Financial Strategies by Generation (for Young, Middle Aged, and Older Adults)

The following post comes from the Military Saves Blog. Follow them on Twitter and Facebook.

by Military Families Learning Network

Service members, military retirees, and their families  cross a variety of ages and life stages, but saving for retirement should be a priority no matter what your stage of life.

Below is a description of recommended financial strategies for military families in three different age groups:

Young Adults (18-39)

  • Make compound interest work for you by putting time on your side. If you save $50 a week from age 22 to 65, you’ll have almost $1 million, assuming an 8% average annual return. To learn about investing, visit the Cooperative Extension investing home study course, Investing for Your Future, at www.investing.rutgers.edu.
  • Don’t live beyond your means using credit. Not only will you owe a lot of interest, but you’ll tie up money that could otherwise be invested for future financial goals. Compound interest is your enemy if you make minimum payments on credit cards. A $5,000 balance on an 18% APR credit card will take 16 years to repay with minimum payments and you’ll pay $4,567 in interest charges, which is almost twice as much as you borrowed.
  • Keep adjusting your finances as life events occur. For example, enroll in the Thrift Savings Plan (TSP) retirement savings plan when you start working and buy life insurance when you have dependents. Build and maintain an emergency fund of at least three months’ expenses for unforeseen events.

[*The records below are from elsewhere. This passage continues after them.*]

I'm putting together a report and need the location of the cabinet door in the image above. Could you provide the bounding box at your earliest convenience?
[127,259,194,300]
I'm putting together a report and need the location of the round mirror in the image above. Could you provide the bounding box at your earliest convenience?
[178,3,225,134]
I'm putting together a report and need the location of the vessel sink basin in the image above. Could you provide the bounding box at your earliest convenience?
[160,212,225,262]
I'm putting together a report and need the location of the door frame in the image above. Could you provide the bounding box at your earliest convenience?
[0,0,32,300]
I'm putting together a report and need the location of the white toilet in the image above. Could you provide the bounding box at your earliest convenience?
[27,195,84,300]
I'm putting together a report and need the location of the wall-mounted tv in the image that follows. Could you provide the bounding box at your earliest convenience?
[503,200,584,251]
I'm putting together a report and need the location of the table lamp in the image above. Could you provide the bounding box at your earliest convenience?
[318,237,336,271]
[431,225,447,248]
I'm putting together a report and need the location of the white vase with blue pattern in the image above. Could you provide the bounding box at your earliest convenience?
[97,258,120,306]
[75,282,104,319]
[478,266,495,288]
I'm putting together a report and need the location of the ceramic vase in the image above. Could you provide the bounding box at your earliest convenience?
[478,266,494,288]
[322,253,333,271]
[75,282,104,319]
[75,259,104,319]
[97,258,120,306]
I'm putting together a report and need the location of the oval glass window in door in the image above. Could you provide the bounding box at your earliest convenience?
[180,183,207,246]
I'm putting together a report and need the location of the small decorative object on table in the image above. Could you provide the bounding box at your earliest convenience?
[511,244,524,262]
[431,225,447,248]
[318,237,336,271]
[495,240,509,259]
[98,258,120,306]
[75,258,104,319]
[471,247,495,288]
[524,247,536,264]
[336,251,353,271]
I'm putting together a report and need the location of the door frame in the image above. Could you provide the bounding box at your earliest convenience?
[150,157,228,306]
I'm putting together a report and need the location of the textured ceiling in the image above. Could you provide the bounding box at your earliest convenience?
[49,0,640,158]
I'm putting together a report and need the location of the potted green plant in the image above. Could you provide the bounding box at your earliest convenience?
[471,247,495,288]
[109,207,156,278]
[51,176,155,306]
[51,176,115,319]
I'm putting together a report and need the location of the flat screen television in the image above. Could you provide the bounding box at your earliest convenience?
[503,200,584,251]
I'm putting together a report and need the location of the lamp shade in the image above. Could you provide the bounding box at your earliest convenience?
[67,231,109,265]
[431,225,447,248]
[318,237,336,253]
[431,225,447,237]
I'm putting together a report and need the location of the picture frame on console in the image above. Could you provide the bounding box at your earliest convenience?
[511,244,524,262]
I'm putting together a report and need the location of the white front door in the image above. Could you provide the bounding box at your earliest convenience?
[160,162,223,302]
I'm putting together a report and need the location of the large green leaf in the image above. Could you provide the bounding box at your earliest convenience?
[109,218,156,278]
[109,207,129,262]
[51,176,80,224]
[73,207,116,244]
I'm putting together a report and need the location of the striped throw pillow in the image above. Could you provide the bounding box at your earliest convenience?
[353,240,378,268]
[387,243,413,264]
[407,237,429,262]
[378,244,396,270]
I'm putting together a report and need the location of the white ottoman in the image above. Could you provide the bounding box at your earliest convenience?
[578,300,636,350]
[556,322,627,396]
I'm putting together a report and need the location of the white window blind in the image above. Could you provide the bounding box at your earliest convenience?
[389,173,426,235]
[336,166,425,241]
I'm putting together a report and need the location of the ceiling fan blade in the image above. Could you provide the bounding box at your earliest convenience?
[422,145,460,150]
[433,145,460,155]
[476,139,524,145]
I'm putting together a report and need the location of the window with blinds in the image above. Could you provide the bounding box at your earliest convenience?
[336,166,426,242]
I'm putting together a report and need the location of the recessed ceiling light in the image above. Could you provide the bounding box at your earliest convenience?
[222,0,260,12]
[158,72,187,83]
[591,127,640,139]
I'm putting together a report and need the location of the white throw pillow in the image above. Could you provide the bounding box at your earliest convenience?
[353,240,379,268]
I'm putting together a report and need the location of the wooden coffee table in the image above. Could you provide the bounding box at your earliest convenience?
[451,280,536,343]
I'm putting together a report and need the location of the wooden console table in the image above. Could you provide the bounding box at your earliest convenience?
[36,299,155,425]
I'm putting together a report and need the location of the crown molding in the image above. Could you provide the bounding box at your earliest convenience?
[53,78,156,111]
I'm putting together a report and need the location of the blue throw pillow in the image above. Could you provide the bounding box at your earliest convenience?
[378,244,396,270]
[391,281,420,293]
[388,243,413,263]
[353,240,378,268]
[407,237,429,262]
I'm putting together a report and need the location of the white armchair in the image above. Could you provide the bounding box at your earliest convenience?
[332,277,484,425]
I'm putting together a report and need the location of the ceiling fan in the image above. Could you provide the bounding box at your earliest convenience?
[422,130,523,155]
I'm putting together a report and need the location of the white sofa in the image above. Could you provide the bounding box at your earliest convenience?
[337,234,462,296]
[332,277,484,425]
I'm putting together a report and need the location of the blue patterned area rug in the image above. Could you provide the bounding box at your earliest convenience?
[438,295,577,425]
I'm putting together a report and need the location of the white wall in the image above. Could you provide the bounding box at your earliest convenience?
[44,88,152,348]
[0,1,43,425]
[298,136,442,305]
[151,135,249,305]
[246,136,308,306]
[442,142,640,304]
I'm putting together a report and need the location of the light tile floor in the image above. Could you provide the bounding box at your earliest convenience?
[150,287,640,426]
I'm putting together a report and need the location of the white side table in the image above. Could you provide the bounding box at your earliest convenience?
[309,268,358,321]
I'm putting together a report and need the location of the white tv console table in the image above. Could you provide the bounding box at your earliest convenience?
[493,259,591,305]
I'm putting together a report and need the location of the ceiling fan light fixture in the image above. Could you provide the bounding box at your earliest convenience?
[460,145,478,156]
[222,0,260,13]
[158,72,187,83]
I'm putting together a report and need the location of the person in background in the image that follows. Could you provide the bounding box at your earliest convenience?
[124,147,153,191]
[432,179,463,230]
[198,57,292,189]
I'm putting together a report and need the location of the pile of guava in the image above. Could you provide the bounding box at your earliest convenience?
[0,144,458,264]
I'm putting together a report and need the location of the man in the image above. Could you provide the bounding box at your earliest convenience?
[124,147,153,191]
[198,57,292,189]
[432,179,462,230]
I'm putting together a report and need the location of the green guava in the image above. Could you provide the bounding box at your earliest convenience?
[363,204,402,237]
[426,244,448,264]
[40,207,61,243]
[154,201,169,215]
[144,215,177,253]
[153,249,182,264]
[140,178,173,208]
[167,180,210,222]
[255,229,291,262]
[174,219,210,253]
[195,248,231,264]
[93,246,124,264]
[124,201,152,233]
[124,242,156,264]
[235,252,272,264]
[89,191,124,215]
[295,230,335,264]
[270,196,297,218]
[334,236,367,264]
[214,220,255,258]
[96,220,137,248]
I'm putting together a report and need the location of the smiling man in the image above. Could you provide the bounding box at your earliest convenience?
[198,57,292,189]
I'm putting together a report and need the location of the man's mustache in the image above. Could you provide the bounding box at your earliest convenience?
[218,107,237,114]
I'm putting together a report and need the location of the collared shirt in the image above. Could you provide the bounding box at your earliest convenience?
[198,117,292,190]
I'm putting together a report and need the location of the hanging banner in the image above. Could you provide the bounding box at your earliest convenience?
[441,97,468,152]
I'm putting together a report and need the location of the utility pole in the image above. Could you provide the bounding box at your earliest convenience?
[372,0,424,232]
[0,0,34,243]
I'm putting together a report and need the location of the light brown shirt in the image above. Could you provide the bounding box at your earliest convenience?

Middle Aged Adults (40-54)

  • Continue to make compound interest work for you, especially if you’re making up for lost time. If you save $200 a week from age 45 to age 65, you’ll accumulate about $510,000 assuming an 8% average annual return. For additional “catch-up” strategies, see  these tips for late savers.
  • Ramp up your college and retirement savings by decreasing household expenses. Take advantage of catch-up contributions available to persons age 50+ for individual retirement accounts (IRAs) and the Thrift Savings Plan.
  • Keep adjusting your finances as life events occur. For example, if you have not yet written a will, living will, and/or durable power of attorney, do so now. Review your life insurance needs and beneficiary designations periodically and plan to pay off your mortgage before retirement.

Age 55 and Older

  • Upon leaving paid employment, create a “retirement paycheck” with withdrawals from invested assets. Many experts advise withdrawing no more than 4% to 4.5% of assets annually to insure that you will not outlive your money. This amount should then be adjusted annually for inflation. Example: someone with $300,000 of savings would withdraw $12,000 (4% of $300,000) in year one and $12,360 (12,000 + $12,000 x 3% inflation rate) in year two, etc.  Keep some stock in your investment portfolio throughout retirement to hedge inflation.
  • Take required minimum distributions (RMDs) from retirement savings from tax-deferred retirement savings plans beginning at age 70 ½. For additional information about RMDs, see the Rutgers Cooperative Extension Web site http://njaes.rutgers.edu/money/ira-table.asp.
  • Keep adjusting your finances as life events occur. For example, begin making plans to transfer untitled personal property to heirs and consider the purchase of long-term care insurance. Get help from professional advisors (e.g., financial planner and estate planning attorney) as needed.

Saving for retirement can be challenging at any stage of life, but by aligning your actions with your retirement strategy, you can become a successful Saver and look forward to a secure retirement. Set a goal. Make a plan. Save automatically.